The feared loss of water set off a flurry of activity as farmers sought to preserve the crops already in the ground. Several arguments were put forth against halting the irrigation diversion, including the assertion that the elimination of flows would ultimately do more harm than good.
“When you shut down the Project for five days, by the time you fire it up again and recharge the canals, customers at the tail end of the delivery system will able to wait several more days until they get water,” said Dave Solem, manager of the Klamath Irrigation District. “The demand posed by desperate farmers who haven’t irrigated in over a week would drop the lake level like a rock.”
In rapid order, discussions escalated from the Klamath region to Washington, D.C., with Bureau officials seeking a course to preserve lake levels while avoiding the irrigation shutoff. Meanwhile, congressional representatives from southern Oregon and northern California received an earful from their constituents, who pleaded that a shutdown of the system would cause no less than an economic catastrophe. Once the upheaval subsided, Rep.
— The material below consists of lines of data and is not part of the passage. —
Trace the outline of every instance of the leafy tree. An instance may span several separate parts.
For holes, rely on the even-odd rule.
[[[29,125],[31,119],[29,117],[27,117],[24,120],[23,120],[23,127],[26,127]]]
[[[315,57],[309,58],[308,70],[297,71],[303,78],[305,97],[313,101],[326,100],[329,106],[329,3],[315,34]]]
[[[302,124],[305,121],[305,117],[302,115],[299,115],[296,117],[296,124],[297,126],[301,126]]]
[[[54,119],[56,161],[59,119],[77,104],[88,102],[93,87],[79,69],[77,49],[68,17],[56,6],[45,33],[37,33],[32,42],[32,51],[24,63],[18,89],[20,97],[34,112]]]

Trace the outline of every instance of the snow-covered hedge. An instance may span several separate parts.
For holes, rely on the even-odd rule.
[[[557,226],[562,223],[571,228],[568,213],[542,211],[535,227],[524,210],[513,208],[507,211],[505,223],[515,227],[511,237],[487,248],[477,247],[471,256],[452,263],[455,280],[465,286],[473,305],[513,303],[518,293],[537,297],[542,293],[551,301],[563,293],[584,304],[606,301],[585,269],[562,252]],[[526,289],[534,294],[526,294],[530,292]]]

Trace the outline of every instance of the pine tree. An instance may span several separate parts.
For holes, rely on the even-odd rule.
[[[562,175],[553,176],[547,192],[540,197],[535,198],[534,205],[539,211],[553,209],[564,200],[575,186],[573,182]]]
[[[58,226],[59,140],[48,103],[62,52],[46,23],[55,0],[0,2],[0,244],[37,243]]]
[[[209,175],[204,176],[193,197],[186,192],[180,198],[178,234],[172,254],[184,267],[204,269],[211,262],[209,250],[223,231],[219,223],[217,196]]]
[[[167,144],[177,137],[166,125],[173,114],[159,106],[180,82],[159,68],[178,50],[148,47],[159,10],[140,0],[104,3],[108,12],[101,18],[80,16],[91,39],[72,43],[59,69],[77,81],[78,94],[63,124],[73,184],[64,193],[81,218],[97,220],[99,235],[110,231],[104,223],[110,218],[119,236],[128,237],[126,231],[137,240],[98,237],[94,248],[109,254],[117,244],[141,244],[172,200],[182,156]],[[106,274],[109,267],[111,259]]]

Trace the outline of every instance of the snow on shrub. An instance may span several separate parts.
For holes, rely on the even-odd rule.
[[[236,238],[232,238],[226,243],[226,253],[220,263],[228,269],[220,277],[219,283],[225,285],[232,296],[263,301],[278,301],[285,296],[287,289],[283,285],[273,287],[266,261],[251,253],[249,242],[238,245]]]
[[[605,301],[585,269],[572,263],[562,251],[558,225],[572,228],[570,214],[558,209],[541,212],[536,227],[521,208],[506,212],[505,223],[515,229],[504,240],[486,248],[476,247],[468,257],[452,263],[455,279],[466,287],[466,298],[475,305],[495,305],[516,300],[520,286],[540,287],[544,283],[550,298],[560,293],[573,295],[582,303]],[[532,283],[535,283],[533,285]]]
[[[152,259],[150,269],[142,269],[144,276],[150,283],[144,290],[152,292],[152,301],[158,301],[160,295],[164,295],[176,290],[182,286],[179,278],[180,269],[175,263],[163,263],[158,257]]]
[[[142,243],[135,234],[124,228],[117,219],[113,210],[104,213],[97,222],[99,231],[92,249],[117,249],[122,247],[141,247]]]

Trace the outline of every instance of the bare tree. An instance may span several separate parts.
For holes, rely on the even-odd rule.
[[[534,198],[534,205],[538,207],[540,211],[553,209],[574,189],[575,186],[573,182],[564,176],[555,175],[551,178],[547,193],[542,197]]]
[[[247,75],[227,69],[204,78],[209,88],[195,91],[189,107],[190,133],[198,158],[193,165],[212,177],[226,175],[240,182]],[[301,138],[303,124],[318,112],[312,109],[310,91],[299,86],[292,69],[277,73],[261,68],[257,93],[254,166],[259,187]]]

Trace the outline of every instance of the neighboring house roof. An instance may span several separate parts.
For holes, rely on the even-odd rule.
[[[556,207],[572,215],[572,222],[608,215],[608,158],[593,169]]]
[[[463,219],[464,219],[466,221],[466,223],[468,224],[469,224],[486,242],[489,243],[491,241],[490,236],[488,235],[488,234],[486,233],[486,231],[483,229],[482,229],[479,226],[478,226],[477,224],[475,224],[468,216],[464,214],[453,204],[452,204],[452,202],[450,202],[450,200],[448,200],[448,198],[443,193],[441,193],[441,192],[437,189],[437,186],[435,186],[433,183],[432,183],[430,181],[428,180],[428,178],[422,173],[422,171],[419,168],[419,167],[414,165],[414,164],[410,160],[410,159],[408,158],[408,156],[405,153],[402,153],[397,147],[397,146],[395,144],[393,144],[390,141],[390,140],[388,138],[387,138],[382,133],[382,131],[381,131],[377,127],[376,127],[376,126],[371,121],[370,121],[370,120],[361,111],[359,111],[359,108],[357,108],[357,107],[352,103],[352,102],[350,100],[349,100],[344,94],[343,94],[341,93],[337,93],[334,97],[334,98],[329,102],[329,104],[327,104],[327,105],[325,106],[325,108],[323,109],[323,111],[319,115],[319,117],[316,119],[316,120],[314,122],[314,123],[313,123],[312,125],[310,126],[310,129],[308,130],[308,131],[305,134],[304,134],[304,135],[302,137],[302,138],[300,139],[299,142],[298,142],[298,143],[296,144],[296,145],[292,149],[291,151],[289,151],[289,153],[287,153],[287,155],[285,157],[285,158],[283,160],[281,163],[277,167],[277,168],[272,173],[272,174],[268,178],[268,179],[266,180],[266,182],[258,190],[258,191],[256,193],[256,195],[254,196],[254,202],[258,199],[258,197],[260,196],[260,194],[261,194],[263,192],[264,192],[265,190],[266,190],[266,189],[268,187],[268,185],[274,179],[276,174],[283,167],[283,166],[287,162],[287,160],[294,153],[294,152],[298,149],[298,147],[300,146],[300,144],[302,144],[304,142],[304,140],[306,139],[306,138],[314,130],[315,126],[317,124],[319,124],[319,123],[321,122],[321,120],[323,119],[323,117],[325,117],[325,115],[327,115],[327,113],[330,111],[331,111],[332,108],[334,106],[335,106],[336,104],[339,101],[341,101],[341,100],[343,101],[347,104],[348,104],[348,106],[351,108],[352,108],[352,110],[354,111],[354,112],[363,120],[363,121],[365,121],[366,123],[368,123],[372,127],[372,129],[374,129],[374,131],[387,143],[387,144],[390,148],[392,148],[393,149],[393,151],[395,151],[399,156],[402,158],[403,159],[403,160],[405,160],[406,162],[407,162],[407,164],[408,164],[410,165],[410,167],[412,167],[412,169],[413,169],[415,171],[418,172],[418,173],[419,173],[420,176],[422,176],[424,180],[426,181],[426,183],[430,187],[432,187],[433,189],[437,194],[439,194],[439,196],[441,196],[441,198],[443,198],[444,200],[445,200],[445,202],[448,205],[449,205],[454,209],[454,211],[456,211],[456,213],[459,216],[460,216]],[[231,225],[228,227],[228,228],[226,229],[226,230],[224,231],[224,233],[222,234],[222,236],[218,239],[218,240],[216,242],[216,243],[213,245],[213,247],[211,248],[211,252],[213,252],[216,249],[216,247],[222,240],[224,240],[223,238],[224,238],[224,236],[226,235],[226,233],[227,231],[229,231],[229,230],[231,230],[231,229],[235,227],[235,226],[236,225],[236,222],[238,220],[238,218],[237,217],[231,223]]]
Greg Walden, R-OR, whose district includes the Klamath Basin, and other lawmakers launched an inquiry with Interior Secretary Gale Norton to uncover the justification for the Bureau’s actions.
Environmentalists say the near-crisis shows that the lake levels established for Upper Klamath Lake are inadequate to balance all the demands for water and that serious steps need to be taken to reduce the pull on what they say is an overallocated system. “This highlights the fundamental problem of too many promises for water and not enough water to go around,” said Bob Hunter, staff attorney for WaterWatch in Medford, Ore. “We need to change the status quo if we are to solve the problems in the Basin.”